The hybrid scoring system allocates weights as follows:

Component	Weight	Constant	Description
Semantic Similarity	25%	`SEMANTIC_WEIGHT = 0.25`	Embedding cosine similarity between company and grant descriptions
Rule-Based Criteria	30%	`RULE_WEIGHT = 0.30`	Hard criteria: country, NACE codes, company size
Carbon Alignment	25%	`CARBON_WEIGHT = 0.25`	Carbon categories, certifications, taxonomy, scopes
Collaborative Filtering	10%	`COLLABORATIVE_WEIGHT = 0.10`	Peer interaction signals from similar companies
Recency Bonus	10%	`RECENCY_WEIGHT = 0.10`	Deadline urgency scoring

The final score is calculated as:

final_score = (semantic * 0.25) + (rule * 0.30) + (carbon * 0.25) + (collaborative * 0.10) + (recency * 0.10)

Carbon-focused grants receive a 1.2x multiplier (CARBON_FOCUS_BONUS = 1.2), capped at 1.0.

Scoring Components¶

Rule-Based Scoring (30%)¶

The rule-based component evaluates hard eligibility criteria. It is subdivided internally:

Sub-component	Internal Weight	Behavior
Country match	40%	Disqualifying -- returns 0.0 if no match
NACE code match	35%	Exact match = full score; same section (first 2 digits) = 50%
Company size match	25%	Disqualifying -- returns 0.0 if grant restricts sizes and company does not qualify

Disqualifying Criteria¶

Hard Disqualifiers

Two criteria cause the entire match to score 0.0, regardless of other components:

Country mismatch -- If the company's country is not in the grant's eligible countries list, the match is disqualified.
Company size mismatch -- If the grant explicitly restricts eligible company sizes and the company's size category does not match, the match is disqualified.

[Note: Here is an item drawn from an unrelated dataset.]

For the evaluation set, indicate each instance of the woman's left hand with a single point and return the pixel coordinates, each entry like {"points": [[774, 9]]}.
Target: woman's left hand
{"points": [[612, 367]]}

Company Size Classification¶

The engine maps employee counts to EU SME categories:

def _get_company_size(employee_count: int | None) -> str | None:
    if employee_count is None:
        return None
    if employee_count < 10:
        return "micro"
    if employee_count < 50:
        return "small"
    if employee_count < 250:
        return "medium"
    return "large"

NACE Code Partial Matching¶

NACE codes are matched at two levels of granularity:

Exact match (e.g., C25.1 matches C25.1): Full NACE weight (35%)
Section match (e.g., C25 matches C28 -- both in section C2): 50% of NACE weight (17.5%)

# Full match
if company_naces & grant_naces:
    score += nace_weight

# Partial match on first 2 digits (same sector)
elif company_sections & grant_sections:
    score += nace_weight * 0.5

Semantic Similarity Scoring (25%)¶

The semantic component uses 768-dimensional embeddings from the all-mpnet-base-v2 sentence transformer model to compute cosine similarity between company and grant descriptions.

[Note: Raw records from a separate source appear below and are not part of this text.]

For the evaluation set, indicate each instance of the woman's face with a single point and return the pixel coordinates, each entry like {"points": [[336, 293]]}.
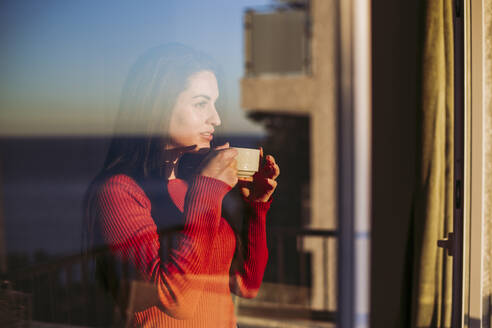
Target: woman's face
{"points": [[194, 116]]}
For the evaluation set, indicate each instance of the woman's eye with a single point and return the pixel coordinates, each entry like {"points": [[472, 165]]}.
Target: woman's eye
{"points": [[201, 104]]}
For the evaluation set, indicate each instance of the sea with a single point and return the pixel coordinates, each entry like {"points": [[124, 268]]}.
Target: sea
{"points": [[42, 184]]}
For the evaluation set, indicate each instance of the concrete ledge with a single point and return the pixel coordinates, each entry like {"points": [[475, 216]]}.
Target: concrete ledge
{"points": [[288, 94]]}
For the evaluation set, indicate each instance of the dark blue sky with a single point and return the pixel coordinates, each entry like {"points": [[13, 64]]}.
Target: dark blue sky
{"points": [[63, 63]]}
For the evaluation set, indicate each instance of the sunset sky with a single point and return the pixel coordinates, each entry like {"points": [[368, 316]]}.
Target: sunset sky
{"points": [[63, 63]]}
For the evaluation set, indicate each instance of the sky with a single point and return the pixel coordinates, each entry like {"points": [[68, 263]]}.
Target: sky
{"points": [[63, 63]]}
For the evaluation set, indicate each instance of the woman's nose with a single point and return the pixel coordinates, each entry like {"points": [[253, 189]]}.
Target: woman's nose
{"points": [[214, 117]]}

def calculate_semantic_score(company: Company, grant: Grant) -> float:
    company_embedding = company.description_embedding
    grant_embedding = grant.description_embedding

    if company_embedding is not None and grant_embedding is not None:
        service = get_embedding_service()
        return service.compute_similarity(company_embedding, grant_embedding)

    # Fallback heuristic when embeddings are unavailable
    return _heuristic_text_similarity(company, grant)

When embeddings are not available (e.g., newly created companies or grants), a keyword-based heuristic fallback provides a baseline score.

Carbon Alignment Scoring (25%)¶

The carbon component evaluates alignment across multiple dimensions:

Sub-component	Description
Category overlap	Intersection of company's carbon focus areas and grant's `carbon_categories`
Certification matching	Matching certifications: ISO 14001, SBTi, CDP, B Corp
EU Taxonomy alignment	Overlap of taxonomy objectives (climate mitigation, adaptation, etc.)
Scope compatibility	Grant's `eligible_scopes` vs. company's reported scopes (1, 2, 3)
Reduction target alignment	Whether company's reduction targets meet grant's `min_emission_reduction_percent`

Carbon Categories¶

The engine recognizes 14 carbon categories for matching:

CARBON_CATEGORIES = [
    "energy_efficiency",
    "renewable_energy",
    "clean_technology",
    "circular_economy",
    "sustainable_transport",
    "green_buildings",
    "carbon_capture",
    "hydrogen",
    "industrial_decarbonization",
    "sustainable_agriculture",
    "biodiversity",
    "water_management",
    "waste_reduction",
    "climate_adaptation",
]

Carbon Focus Bonus¶

CARBON_FOCUS_BONUS = 1.2

Grants where is_carbon_focused = True receive a 1.2x multiplier on the final score, capped at 1.0. This ensures carbon-aligned grants are surfaced preferentially.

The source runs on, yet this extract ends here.